Joel Tenenbaum, 25 ans, a été condamné
vendredi soir à verser 675 000 dollars de dommages et intérêts à quatre
maisons de disques, qui avaient porté plainte contre lui pour le
téléchargement de trente chansons, soit 22 500 dollars par morceau. Le
jeune homme, qui avait reconnu les faits, risquait jusqu'à 4,5 millions
de dollars de dommages et intérêts, la loi américaine prévoyant des
compensations comprises entre 750 et 150 000 dollars par morceau
téléchargé.
L'avocat
de Joel Tenenbaum, un professeur de Harvard spécialisé dans le droit
d'auteur, avait estimé au cours du procès que le téléchargement pour
usage personnel n'était pas condamnable, et avait demandé aux jurés
'd'envoyer un message' à l'industrie du disque en condamnant son client
aux sommes minimales.

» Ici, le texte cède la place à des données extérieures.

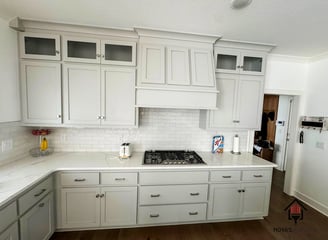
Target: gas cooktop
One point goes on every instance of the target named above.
(172, 157)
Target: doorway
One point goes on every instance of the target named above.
(271, 142)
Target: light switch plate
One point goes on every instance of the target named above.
(7, 145)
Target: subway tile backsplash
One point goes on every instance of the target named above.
(158, 129)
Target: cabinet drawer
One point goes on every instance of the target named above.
(8, 215)
(119, 178)
(154, 178)
(149, 195)
(171, 213)
(225, 176)
(257, 175)
(79, 179)
(34, 195)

Il a annoncé que son client ferait appel de cette
décision.
La Recording Industry Association of America,
l'association des éditeurs de musique aux Etats-Unis, s'est félicitée
de ce jugement, estimant que Joel Tenenbaum 'avait finalement reconnu
que les artistes et l'industrie du disque devaient être rémunérés pour
leur travail'. A l'audience, lorsqu'on lui a demandé s'il regrettait
d'avoir téléchargé de la musique illégalement, Joel Tenenbaum avait
refusé de répondre, jugeant la question 'biaisée'. 'Je ne regrette pas
d'avoir bu de l'alcool alors que je n'avais pas l'âge légal quand
j'étais à la fac, même si je me suis fait attraper plusieurs fois',
a-t-il ajouté.
Le mois dernier, Jammie Thomas, une Américaine de
32 ans, avait été condamnée à verser 1,92 millions de dollars aux
maisons de disque pour le téléchargement de 24 chansons. Ces deux
affaires sont les seuls procès intentés par l'industrie du disque
contre des particuliers qui soient allés jusqu'au verdict, la RIAA
proposant en général un 'règlement à l'amiable' pour un montant de
quelques milliers de dollars qui est le plus souvent accepté.